C'est en 1917 qu'Einstein écrivit ses Considérations cosmologiques. Dès
1918, l'astronome de Sitter montra que ce n'était pas l'unique modèle
d'Univers compatible avec la théorie relativiste de la gravitation et
proposa un autre modèle où l'espace est curieusement vide de matière. Mais
c'est en 1922 que le météorologiste russe Friedmann, qui s'était fait
expert en relativité, montra que la constante cosmologique ? n'était
nullement nécessaire, mais qu'on pouvait imaginer une infinité de modèles
d'Univers différents, regroupés en trois classes selon la façon dont ils
évoluent: les uns finis dans le temps et à géométrie sphérique, qui se
contractent après une période de dilatation, les autres infinis dans le
temps et à géométrie hyperbolique, qui se dilatent indéfiniment, les autres
enfin à géométrie euclidienne, qui se dilatent également indéfiniment mais
de moins en moins. Sans connaître le travail de Friedmann, auquel
finalement Einstein donna son adhésion en renonçant à la constante
cosmologique ?, le chanoine Lemaître, dès 1927, proposa un univers en
expansion, qui pouvait s'autoriser, du côté de l'expérience, de
l'éloignement mutuel des galaxies, découvert par Hubble dès 1924. Lemaître
gardait, pour sa part, la constante cosmologique ?, à laquelle il assignait
même un sens dans le cadre de la Relativité, et nous verrons que l'idée ne
méritait sans doute pas d'être sacrifiée. Cependant l'idée de l'expansion
de l'Univers, dont Lemaître fut ainsi le premier protagoniste, eut du mal à
s'imposer. Ce n'est qu'en 1929 que Hubble lui-même s'y rallia, à la suite
de nouvelles observations qui montraient nettement que la vitesse de la
fuite réciproque des galaxies était fonction de la distance des galaxies
(selon la loi de Hubble: v=Hd; H étant la constante dite de Hubble) et
qu'elle s'appliquait aux amas de galaxies plutôt qu'aux galaxies elles-
mêmes (qui se rapprochent en fait les unes des autres du fait de la
gravitation à l'intérieur des amas qu'elles constituent). Comme Lemaître
l'avait bien vu, l'expansion est une expansion de l'espace, non de la
matière. Les amas de galaxies sont les marqueurs de l'expansion, comme le
seraient des points dans un ballon qu'on gonfle. Or si l'Univers est en
expansion, cela veut dire qu'il a commencé par être logé dans un minuscule
volume. Lemaître proposa, dès 1931, la théorie de "l'atome primitif", où le
mot "atome" doit être pris dans le sens grec d'"indivisible", en dehors de
l'espace et du temps. Il est clair que la physique classique ne peut
traiter de cet étrange "atome"; Lemaître pensait qu'il pouvait relever de
la physique quantique, et sur ce point encore, son intuition était juste.

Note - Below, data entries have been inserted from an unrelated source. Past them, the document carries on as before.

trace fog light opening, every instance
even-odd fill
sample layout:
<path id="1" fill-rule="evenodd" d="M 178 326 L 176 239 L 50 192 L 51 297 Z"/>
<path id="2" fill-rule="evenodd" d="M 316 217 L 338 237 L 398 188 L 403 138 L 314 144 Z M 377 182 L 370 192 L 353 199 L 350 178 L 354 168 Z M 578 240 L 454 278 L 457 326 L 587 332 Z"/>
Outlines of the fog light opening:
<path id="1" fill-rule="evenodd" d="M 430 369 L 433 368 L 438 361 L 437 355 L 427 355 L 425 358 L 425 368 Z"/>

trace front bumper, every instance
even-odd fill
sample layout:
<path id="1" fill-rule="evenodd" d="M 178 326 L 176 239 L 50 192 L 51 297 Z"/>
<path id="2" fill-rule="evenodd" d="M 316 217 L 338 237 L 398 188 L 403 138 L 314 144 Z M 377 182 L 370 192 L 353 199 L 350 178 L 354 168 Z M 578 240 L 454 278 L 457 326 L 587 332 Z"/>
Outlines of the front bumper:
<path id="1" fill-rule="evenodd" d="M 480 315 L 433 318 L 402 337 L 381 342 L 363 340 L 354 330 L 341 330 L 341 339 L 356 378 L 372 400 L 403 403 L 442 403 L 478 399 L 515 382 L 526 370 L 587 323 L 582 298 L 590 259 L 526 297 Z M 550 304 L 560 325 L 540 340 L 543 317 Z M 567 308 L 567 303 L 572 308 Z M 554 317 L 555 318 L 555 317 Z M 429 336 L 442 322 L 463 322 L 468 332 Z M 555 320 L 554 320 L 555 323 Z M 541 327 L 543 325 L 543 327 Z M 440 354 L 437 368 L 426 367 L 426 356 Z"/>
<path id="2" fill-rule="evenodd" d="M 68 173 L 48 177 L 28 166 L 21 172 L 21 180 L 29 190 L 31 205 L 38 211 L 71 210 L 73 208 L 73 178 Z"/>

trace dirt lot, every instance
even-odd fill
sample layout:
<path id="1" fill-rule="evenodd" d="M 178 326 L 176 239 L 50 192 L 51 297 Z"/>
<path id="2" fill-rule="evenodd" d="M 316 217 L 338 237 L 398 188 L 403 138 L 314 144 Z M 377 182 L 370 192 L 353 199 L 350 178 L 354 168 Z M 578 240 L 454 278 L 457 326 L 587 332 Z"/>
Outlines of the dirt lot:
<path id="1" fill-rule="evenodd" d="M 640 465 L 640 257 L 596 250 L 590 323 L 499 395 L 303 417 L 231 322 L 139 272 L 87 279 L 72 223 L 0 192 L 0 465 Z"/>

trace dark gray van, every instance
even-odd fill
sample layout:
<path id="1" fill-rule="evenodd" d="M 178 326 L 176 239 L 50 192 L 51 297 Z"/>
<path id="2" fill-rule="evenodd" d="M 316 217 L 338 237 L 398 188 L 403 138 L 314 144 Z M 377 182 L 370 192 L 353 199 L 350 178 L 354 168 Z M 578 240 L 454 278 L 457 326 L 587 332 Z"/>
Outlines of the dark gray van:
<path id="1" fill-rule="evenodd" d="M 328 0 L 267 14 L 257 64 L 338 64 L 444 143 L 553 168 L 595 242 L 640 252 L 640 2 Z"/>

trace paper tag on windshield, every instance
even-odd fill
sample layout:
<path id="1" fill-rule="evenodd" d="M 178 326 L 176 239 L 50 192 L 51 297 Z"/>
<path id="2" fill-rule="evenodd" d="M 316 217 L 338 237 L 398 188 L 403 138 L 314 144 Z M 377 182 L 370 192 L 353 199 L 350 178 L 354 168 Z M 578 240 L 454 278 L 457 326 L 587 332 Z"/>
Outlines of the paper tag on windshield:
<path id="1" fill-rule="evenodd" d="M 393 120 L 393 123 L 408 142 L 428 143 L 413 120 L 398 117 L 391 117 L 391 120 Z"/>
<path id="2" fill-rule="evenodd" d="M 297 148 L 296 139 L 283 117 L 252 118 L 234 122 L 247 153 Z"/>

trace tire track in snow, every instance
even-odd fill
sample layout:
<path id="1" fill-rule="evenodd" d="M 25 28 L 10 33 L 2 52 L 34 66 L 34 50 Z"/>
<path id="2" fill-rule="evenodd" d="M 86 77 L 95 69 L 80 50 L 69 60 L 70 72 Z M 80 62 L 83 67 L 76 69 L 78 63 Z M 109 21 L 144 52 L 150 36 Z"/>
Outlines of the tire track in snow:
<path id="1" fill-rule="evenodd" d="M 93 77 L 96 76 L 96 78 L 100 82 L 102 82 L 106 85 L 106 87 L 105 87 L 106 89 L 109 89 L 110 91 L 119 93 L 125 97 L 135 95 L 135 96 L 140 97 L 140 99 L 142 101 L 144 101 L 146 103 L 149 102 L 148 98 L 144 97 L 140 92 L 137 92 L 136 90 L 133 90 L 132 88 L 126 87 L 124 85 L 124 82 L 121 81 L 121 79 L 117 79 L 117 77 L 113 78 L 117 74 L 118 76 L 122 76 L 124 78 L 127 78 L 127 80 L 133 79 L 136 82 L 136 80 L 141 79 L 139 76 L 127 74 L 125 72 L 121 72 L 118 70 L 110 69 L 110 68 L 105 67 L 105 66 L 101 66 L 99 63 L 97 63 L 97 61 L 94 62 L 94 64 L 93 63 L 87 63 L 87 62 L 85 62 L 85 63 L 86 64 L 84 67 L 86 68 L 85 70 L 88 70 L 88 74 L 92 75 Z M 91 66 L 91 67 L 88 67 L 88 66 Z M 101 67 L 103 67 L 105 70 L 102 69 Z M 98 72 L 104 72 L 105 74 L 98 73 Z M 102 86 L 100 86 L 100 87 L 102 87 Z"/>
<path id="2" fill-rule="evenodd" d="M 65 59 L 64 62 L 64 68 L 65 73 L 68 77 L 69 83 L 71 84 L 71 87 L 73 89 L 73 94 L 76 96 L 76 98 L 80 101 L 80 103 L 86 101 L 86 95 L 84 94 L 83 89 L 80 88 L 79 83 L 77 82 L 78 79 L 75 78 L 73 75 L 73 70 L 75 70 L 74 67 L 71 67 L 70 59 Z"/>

Quoi qu'il en soit, postuler un "atome primitif", c'est postuler
l'explosion initiale, à laquelle Hoyle donna, pour s'en moquer, le nom de
"Big Bang", un nom qui lui est resté, en acquérant, on va le voir, un sens
tout à fait respectable.
La théorie standard de la cosmologie contemporaine repose donc sur deux
piliers: l'un observationnel, qui est la fuite réciproque des amas de
galaxies, l'autre théorique, qui est l'explosion initiale. Nous allons voir
qu'elle a été contestée sur l'un et l'autre de ces piliers, mais qu'elle en
est sortie victorieuse, grâce notamment à de nouvelles découvertes.